Most disappointing was Del Potro’s inability to close out the second set. Up 30-0 and a break at 5-4, he gave the lead back to Pospisil. In the next game, Del Potro backed off what looked like a routine inside-out forehand due to what could have been a right ankle problem. But he walked that off, bouncing along the baseline as Pospisil held to 6-5.
Remembering what the Argentine is capable of, make no mistake: Del Potro’s downward slide due to injuries has cheated tennis.
Del Potro tore up the tour in 2009, with a 54-16 match record. He won the U. S. Open and Washington, which he’d won in 2008 as well. He made the semifinals of Roland Garros, Miami and Madrid. He finished the season in the top eight and, as a result, was invited to the ATP World Tour Finals, where he defeated Fernando Verdasco and Roger Federer in the round-robin play and Robin Soderling in the semifinals before losing in the final to an inspired Nikolay Davydenko.
Fittingly, Thursday’s second set ended in a tiebreak. Del Potro held his only set point, there, but double faulted at another inopportune time. Rusty rhythm.
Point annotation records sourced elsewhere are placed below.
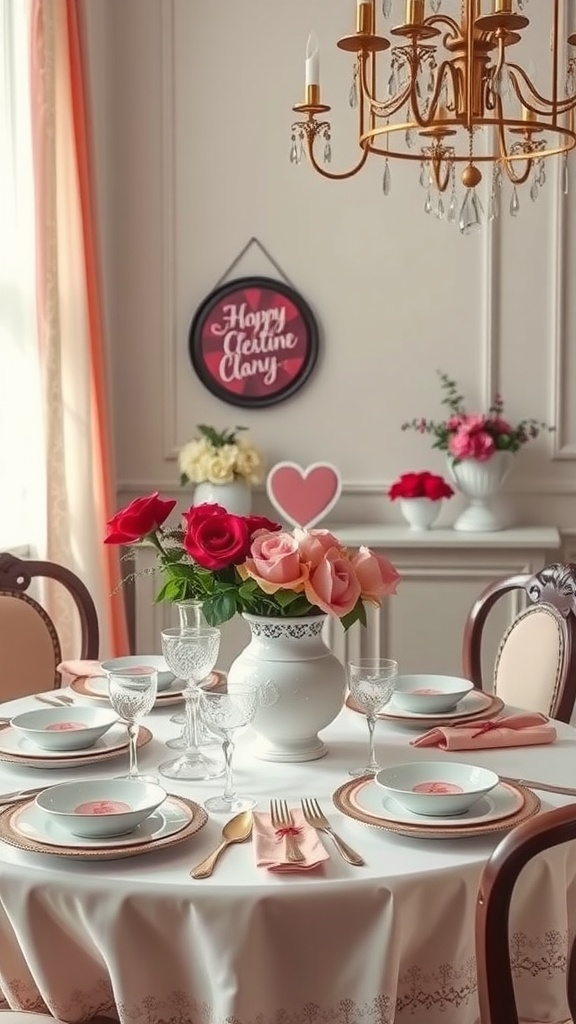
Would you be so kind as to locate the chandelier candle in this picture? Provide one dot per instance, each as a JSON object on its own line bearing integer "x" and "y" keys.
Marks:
{"x": 313, "y": 61}
{"x": 449, "y": 89}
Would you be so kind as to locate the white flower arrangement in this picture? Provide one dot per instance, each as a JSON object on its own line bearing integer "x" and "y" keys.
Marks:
{"x": 219, "y": 457}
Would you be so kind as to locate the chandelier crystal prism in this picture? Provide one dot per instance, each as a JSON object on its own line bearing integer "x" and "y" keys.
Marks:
{"x": 444, "y": 85}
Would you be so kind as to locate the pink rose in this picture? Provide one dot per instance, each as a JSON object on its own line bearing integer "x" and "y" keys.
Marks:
{"x": 376, "y": 576}
{"x": 474, "y": 422}
{"x": 314, "y": 545}
{"x": 500, "y": 425}
{"x": 333, "y": 585}
{"x": 478, "y": 445}
{"x": 275, "y": 563}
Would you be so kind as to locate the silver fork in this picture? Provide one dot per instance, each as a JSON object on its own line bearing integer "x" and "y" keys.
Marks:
{"x": 316, "y": 817}
{"x": 282, "y": 818}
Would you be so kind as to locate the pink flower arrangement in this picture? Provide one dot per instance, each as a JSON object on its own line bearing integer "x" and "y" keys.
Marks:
{"x": 420, "y": 485}
{"x": 475, "y": 435}
{"x": 250, "y": 564}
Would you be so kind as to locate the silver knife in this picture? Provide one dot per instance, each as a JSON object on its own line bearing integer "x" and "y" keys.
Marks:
{"x": 544, "y": 786}
{"x": 17, "y": 795}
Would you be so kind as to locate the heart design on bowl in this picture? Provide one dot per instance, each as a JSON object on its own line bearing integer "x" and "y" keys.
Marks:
{"x": 303, "y": 497}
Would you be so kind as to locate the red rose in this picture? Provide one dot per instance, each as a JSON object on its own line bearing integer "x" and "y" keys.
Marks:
{"x": 214, "y": 539}
{"x": 260, "y": 522}
{"x": 140, "y": 517}
{"x": 409, "y": 485}
{"x": 437, "y": 487}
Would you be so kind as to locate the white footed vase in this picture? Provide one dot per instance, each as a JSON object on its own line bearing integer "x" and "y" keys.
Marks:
{"x": 480, "y": 481}
{"x": 307, "y": 685}
{"x": 420, "y": 513}
{"x": 235, "y": 497}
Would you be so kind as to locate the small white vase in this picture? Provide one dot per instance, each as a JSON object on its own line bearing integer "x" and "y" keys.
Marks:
{"x": 480, "y": 481}
{"x": 420, "y": 513}
{"x": 235, "y": 497}
{"x": 307, "y": 685}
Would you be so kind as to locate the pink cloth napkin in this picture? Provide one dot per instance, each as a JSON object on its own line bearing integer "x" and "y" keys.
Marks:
{"x": 80, "y": 669}
{"x": 512, "y": 730}
{"x": 270, "y": 850}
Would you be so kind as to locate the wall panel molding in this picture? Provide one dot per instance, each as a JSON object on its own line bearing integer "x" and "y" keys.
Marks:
{"x": 167, "y": 57}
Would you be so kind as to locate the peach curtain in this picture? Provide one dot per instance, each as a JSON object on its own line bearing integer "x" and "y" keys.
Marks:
{"x": 79, "y": 493}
“I don’t feel frustrated,” Del Potro said, after the match. “I have to take the positive things on my comeback. It doesn’t matter the score, for now. I didn’t serve well in the special moments, which is tough for me.”
Pospisil didn’t have an easy time, either. The Canadian had to put aside who he was playing and execute. His net game was spot on and he served 13 aces in the two set encounter.
Del Potro grabbed his gear and left Stadium Court quickly, after his loss. His head drooped – which isn’t abnormal – but this time signs of distress seemed visible. He did remember to show his appreciation of the audience, but didn’t stop to sign autographs.
“It’s the most important [to] be patient and stay calm,” he said, later. “And, also try to be positive. I want to play tennis. If I have to learn a different backhand to keep playing, I will do it. [I’m] trying to keep trying and stay mentally strong.”
We can only hope that Del Potro will be back, trying again to bring himself around to the mastery to which we were accustomed. For that, we will have to wait patiently as he did for almost two years before returning to his passion.
“It’s amazing tournament for me,” he said, later. “The atmosphere. It’s great, as always. Argentinian fans, South American people come to watch me play here once again. It was great for me enjoying with the crowd for a little bit. It’s only one match, but it was enough for the beginning.”